Install <tt>Horovod</tt> with <b>pip install horovod</b>. Run a distributed training script with <b>mpirun -np {number_of_processors} -H localhost:4 python {python_script}</b>.

### Solution

Currently MXFusion supports <tt>Horovod</tt> below version 18. Install the latest version of <tt>MXFusion</tt> before version 18 with :

<b>pip install horovod==0.16.4</b>

## Error with dtype='float64' on GPU

### Problem

When setting <tt>float64</tt> as the data type and run the script on GPU, this error may occur :

<b>mxnet.base.MXNetError: src/ndarray/ndarray_function.cu:58: Check failed: to->type_flag_ == from.type_flag_ (1 vs. 0) : Source and target must have the same data type when copying across devices.</b>

### Steps to Reproduce

In a GPU, change the value of <tt>config.DEFAULT_DTYPE</tt> and dtype of NDArray to <tt>'float64'</tt> in <b>distributed_bnn_test.py</b>. Run the test.

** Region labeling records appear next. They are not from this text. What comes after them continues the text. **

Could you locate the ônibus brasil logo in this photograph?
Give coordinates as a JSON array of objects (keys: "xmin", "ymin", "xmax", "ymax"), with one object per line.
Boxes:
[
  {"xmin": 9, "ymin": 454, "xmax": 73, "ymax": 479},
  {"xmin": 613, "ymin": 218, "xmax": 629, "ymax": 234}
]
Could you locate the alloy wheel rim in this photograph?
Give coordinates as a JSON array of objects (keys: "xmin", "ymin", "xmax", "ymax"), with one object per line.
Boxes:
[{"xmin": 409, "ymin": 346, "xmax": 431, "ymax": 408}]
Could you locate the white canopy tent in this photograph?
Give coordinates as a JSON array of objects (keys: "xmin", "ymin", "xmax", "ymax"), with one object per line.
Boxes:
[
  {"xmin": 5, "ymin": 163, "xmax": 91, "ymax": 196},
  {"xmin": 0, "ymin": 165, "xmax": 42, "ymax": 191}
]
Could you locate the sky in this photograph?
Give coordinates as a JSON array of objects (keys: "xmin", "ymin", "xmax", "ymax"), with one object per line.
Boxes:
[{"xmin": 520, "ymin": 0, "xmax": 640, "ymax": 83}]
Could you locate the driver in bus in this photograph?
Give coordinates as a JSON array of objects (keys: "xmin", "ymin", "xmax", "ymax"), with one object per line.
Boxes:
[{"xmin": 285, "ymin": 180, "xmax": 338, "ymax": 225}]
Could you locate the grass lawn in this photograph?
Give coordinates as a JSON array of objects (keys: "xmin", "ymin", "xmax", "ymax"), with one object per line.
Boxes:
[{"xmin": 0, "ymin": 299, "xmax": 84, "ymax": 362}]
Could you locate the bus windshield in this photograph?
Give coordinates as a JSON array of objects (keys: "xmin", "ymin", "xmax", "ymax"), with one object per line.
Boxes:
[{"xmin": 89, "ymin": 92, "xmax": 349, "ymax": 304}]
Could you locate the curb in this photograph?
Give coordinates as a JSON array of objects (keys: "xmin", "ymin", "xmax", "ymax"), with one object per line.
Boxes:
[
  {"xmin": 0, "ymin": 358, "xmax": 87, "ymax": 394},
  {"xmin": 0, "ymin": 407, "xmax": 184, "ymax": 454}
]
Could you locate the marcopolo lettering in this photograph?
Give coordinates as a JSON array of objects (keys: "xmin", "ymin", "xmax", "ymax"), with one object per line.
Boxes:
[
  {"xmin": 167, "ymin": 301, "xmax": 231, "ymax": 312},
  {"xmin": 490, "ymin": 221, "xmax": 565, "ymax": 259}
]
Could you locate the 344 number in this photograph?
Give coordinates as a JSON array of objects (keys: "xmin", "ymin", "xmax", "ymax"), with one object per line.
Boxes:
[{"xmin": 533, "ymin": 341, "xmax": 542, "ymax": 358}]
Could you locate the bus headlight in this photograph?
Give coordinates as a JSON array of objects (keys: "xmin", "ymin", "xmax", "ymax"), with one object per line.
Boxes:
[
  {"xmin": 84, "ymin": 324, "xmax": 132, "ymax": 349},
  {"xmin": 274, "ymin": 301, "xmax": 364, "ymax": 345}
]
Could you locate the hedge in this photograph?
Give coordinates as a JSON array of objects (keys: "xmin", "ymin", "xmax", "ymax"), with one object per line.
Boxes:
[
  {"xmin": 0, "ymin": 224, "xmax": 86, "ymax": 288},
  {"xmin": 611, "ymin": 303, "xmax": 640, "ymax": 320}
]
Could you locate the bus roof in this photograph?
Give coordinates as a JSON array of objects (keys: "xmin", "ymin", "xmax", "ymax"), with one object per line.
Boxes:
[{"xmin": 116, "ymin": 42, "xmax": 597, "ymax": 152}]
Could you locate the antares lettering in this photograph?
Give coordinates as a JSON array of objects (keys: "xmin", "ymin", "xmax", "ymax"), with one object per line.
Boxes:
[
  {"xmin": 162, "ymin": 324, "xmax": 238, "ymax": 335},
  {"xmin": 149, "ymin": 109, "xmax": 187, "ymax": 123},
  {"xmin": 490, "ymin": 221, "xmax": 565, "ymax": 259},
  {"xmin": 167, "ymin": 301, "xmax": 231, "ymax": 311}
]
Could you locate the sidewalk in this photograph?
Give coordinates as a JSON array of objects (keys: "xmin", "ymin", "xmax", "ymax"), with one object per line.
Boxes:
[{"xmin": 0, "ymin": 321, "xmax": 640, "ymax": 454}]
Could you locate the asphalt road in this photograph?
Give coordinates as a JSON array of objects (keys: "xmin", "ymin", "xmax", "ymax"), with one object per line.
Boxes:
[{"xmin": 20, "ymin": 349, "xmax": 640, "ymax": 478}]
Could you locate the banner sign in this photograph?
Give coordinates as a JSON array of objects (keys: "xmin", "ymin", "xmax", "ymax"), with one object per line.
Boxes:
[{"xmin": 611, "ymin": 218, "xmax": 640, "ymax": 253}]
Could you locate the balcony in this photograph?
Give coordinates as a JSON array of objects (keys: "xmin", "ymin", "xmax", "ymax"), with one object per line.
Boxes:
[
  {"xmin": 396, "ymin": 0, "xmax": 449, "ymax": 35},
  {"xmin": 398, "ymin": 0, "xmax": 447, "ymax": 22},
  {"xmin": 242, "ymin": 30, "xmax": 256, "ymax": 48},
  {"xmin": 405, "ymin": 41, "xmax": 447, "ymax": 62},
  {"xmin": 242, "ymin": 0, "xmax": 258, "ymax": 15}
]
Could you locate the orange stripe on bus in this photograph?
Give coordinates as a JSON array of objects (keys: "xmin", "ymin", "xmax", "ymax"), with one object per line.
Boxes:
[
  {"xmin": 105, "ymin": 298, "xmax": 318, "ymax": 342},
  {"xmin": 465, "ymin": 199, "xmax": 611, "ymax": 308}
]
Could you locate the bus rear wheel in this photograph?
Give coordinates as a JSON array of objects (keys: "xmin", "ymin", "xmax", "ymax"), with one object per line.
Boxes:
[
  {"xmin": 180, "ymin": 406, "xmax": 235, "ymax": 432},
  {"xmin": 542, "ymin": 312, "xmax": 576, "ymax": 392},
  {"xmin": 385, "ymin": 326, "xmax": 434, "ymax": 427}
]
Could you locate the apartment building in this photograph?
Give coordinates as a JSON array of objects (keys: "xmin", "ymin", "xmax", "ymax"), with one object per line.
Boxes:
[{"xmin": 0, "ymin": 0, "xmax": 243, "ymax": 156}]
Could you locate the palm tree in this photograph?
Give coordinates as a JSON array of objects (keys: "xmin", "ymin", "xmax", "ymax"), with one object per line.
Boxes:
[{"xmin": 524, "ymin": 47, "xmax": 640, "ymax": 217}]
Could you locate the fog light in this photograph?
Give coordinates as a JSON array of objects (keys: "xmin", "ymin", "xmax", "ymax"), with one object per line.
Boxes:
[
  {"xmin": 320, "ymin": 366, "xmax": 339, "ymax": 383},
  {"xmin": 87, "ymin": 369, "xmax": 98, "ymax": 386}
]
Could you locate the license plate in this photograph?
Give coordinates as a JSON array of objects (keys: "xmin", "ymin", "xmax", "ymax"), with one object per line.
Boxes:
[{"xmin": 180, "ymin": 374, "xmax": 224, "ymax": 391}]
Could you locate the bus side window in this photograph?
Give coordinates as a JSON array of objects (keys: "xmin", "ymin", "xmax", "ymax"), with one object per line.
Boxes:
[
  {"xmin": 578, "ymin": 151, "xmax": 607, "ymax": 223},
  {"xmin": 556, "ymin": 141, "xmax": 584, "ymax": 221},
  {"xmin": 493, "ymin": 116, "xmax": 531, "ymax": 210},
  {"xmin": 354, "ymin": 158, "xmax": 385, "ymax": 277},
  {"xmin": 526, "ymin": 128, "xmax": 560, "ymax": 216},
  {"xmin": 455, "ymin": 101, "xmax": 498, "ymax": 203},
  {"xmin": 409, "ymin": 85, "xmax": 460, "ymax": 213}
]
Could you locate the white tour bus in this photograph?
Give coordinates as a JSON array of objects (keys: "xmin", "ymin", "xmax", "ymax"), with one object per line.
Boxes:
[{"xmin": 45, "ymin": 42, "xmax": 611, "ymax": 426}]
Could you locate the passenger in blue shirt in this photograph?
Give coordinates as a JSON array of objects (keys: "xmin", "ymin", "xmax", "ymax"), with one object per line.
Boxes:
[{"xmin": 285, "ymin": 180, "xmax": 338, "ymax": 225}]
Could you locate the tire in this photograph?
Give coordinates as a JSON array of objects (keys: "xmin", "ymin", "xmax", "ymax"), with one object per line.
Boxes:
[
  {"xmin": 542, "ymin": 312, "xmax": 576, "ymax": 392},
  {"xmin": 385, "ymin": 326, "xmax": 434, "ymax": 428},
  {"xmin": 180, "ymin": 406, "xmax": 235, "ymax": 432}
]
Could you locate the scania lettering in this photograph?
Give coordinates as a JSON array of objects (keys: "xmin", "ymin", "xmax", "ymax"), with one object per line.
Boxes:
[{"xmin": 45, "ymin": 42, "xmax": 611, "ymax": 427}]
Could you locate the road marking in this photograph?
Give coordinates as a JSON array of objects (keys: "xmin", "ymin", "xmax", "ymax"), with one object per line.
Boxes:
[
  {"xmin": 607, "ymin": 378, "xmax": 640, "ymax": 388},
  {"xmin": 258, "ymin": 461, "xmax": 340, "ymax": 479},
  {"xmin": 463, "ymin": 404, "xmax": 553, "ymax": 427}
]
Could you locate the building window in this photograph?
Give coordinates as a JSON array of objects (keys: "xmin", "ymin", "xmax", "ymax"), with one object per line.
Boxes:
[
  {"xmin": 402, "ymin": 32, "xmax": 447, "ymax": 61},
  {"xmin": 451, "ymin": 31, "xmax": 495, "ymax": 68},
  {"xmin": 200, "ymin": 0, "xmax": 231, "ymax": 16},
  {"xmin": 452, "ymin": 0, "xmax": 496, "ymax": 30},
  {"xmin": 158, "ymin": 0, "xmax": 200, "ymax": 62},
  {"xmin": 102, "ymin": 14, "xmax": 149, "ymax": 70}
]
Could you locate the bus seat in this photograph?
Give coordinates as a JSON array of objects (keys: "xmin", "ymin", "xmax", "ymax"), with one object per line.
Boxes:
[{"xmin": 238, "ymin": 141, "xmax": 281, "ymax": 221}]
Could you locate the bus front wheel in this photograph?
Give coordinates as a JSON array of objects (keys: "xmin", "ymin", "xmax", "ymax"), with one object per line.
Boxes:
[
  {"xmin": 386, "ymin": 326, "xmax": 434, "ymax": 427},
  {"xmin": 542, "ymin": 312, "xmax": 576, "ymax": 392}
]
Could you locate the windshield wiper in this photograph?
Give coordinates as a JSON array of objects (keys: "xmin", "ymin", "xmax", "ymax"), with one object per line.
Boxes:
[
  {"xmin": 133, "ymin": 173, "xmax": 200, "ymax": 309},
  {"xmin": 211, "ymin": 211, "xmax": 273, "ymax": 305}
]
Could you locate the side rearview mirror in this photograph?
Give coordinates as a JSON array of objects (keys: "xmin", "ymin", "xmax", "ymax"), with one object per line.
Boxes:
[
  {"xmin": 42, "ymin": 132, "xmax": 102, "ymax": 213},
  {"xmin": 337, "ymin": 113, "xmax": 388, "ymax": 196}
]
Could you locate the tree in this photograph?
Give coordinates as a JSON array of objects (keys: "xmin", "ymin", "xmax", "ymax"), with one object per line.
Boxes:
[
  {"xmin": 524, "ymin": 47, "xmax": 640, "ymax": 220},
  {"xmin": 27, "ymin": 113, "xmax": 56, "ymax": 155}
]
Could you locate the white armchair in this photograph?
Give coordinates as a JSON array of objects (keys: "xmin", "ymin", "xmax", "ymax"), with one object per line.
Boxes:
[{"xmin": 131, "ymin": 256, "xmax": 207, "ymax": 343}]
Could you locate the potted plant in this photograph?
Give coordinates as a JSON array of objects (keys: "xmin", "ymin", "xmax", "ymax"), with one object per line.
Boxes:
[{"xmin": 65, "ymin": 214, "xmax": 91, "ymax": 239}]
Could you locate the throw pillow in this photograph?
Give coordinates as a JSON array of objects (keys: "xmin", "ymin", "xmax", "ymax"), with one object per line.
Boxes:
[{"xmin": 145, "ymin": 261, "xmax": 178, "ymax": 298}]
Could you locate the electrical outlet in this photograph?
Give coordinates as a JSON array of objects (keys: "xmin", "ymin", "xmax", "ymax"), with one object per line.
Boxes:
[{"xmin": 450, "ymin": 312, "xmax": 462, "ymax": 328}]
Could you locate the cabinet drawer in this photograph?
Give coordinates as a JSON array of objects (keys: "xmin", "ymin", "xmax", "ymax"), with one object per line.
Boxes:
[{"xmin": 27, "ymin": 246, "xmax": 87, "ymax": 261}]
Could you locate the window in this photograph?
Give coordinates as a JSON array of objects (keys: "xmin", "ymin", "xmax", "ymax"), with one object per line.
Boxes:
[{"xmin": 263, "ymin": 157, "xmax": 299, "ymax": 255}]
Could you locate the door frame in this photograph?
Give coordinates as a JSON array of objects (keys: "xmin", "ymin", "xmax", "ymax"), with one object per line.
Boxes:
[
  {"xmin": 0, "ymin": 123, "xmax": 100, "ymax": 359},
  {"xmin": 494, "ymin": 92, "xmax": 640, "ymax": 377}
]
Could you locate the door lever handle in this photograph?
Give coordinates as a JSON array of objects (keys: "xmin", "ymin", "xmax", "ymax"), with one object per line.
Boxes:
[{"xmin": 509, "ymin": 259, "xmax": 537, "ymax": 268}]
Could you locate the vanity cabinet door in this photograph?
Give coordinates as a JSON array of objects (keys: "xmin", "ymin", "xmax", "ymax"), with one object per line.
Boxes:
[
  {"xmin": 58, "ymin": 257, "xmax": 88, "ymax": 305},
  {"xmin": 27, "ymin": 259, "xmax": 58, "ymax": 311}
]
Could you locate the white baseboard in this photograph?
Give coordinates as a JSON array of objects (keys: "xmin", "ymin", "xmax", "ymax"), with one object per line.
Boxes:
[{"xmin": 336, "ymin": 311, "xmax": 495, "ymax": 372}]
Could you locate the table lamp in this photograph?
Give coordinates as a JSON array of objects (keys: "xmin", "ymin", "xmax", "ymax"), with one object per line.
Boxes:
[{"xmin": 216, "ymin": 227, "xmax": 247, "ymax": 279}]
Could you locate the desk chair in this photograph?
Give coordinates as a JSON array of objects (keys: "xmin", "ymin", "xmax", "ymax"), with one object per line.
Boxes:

The error will occur in <tt>test_BNN_regression</tt> and <tt>test_BNN_regression_minibatch</tt>. In the terminal, from MXFusion source root folder, type :

<b>
    cd testing/inference<br>
    mpirun -np 4 -H localhost:4 pytest -s distributed_bnn_test.py
</b>

### Solution

Set <tt>float32</tt> as the data type. GPU also supports <tt>float32</tt> at better speed than <tt>float64</tt>.